$\neg\neg$-Stability

Question

I see that some authors say that there are sets, for example, $\mathbb{N}$ and $\mathsf{Bool}$, that are $\neg\neg$-stable (i.e., satisfying $\neg\neg X\rightarrow X$). I understand what it means when $X$ is a proposition, but what does it mean for a set (e.g., $\mathbb{N}$, $\mathsf{Bool}$) to be $\neg\neg$-stable? Thanks in advance!

Answer 1

Welcome to math.SE! Given the tags, (and the recent related question where the examples $\mathbb{N}$ and $\mathbf{Bool}$ came up), I will answer in the context of intuitionistic type theory. There are other, related notions of stability, e.g. in topological semantics, where certain sets can be stable; I will not touch upon these scenarios.

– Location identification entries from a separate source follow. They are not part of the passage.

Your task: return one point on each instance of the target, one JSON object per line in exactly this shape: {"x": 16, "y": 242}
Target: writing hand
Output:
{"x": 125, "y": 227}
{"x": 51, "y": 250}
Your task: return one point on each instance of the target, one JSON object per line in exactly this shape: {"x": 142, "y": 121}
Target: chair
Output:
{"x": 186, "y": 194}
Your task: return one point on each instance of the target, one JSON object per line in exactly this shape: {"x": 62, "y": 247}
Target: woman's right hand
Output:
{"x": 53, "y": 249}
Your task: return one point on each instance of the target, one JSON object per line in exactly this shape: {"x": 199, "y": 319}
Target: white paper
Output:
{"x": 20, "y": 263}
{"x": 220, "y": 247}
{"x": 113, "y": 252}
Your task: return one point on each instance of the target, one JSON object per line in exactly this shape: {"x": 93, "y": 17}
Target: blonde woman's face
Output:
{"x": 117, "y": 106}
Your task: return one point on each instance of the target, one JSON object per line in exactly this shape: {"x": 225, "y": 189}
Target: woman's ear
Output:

Under the propositions-as-types interpretation (see The HoTT Book, section 1.11), we identify each proposition $P$ with the type ($\approx$ collection) of all its proofs, and each type $S$ with the proposition that $S$ has an inhabitant ($\approx$ element). So each inhabitant of $S$ gives rise to a proof of the corresponding proposition. For example, the empty type $\bot$ can be seen as a false proposition: it is not provable, and viewed as a collection it has no inhabitants.

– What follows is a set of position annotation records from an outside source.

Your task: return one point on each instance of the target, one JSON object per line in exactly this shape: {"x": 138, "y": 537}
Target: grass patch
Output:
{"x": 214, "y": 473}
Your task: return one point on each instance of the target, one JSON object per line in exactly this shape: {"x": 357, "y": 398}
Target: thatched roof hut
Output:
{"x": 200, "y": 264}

Under propositions-as-types, conjunctions $\wedge$ usually correspond to the formation of Cartesian product types $\times$, and implications to the formation function types $\rightarrow$. Negation is defined in terms of the empty type $\bot$ and function types: the expression $\neg S$ simply abbreviates the function type $S \rightarrow \bot$. This type has all functions with domain $S$ and codomain $\bot$ as inhabitants. For example, $\bot \rightarrow \bot$ has an inhabitant: the function $x \mapsto x$.

The type $\mathbb{N}$ of natural numbers corresponds to the proposition "$\mathbb{N}$ has inhabitants", and its inhabitants $0,1,2,\dots$ of the type $\mathbb{N}$ correspond to proofs of this proposition.

Putting everything together, the type $\neg\neg \mathbb{N}$ abbreviates the collection of functions $(\mathbb{N} \rightarrow \bot) \rightarrow \bot$. This type is inhabited, for example the function $f \mapsto f(12)$ inhabits it.

So what does it mean for $\mathbb{N}$ to be $\neg\neg$-stable? It means that the function type $\neg\neg \mathbb{N} \rightarrow \mathbb{N}$ has an inhabitant. This is easy to show: for example, the function $f \mapsto 51$ associates to every inhabitant $f$ of the type $\neg\neg \mathbb{N}$ an inhabitant of the type $\mathbb{N}$ (namely $51$) , so $f \mapsto 51$ inhabits the type $\neg\neg \mathbb{N} \rightarrow \mathbb{N}$.

In more sophisticated type theories, such as Homotopy Type Theory, people prefer to use subtler variants of the propositions-as-types interpretation, but the underlying idea remains the same: $\neg\neg$-stability of the type $S$ means that we can find an inhabitant of the type $((S \rightarrow \bot) \rightarrow \bot) \rightarrow S$.